Forbes Coaches Council

How Franchisors Have Helped Business Owners Through The Pandemic

The last couple of months have certainly been challenging for everyone, but if there is a bright spot in the business world, it may be found in the self-sufficiency offered through franchising.

For much of my adult life, I’ve argued that franchising is one of the best vehicles for individuals to achieve their income, lifestyle, wealth and equity goals because of how people from different backgrounds around the country and world can end up working together to create a business model that works for everyone. It’s that whole mantra that you are stronger when you work together.

If you are wondering if franchising is an area worth pursuing, you may want to consider how franchisors have helped support their franchisees in the last few months.

Franchisors have helped communicate key guidelines.

Business owners have so many responsibilities that it can be hard to keep up at times. Sometimes what you don’t know — especially if it involves a local or state law — can hurt you. But when you’re a franchisee, you have somebody who can help pick up the slack, and that’s been especially helpful in the last few months.

Christine Specht, CEO of Cousins Subs, told that the franchise’s president had “taken on the role of main communicator with our franchisees.” As she explained, “He’s the clearinghouse for communicating with them about new restrictions, legislation, etc. Franchisees don’t have the time to sift through all that, and he’s being as consistent, reliable, and factual at updating them as he possibly can.”

Cousins Subs, it should be noted, has also reduced, deferred and even halted some fees.

Franchisors have facilitated the sharing of best practices.

The great thing about any franchise is that as it expands, the company as a whole becomes smarter. If you have five capable people who are franchisees, you may have a smart business model, but if you have 500 franchisees, you have far more brainpower to draw upon — and that can come in very handy during a global pandemic.

As Brandon Solano, CEO of Rave Restaurant Group, which owns Pie Five Pizza and Pizza Inn, told, “We’ve maintained an open dialogue with our franchisees.
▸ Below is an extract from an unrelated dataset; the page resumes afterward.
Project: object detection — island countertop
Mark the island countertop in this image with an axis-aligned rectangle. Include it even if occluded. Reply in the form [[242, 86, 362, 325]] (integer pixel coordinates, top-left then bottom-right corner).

Some have brought great ideas to us that are working for their location, and we’ll communicate those to the rest of the system.”

He gave the example of one franchisee who put up some simple yard signs and banners letting everyone know the business was still open for takeout and delivery. Solano says that the Rave Restaurant Group sent out word to all of its franchisees, along with “print-ready assets” that the individual franchisees could set up immediately.

“Another franchisee put up a tent in his parking lot and sold pizzas from there for certain lunch and dinner hours, creating a makeshift ‘drive-thru’ for added convenience for guests,” Solano said.

That’s the wonderful thing about franchising: the sharing of ideas. There are times when franchisees disagree with decisions that the franchisors make, and that has certainly happened in the last few months. But overall, the franchise model allows people to operate their businesses the way they want within the franchise systems that they purchase.

As the popular franchising mantra goes, “You are in business for yourself, but not by yourself.” Franchise owners have someone watching their backs. Given the events of the past several months, that seems more important now than ever.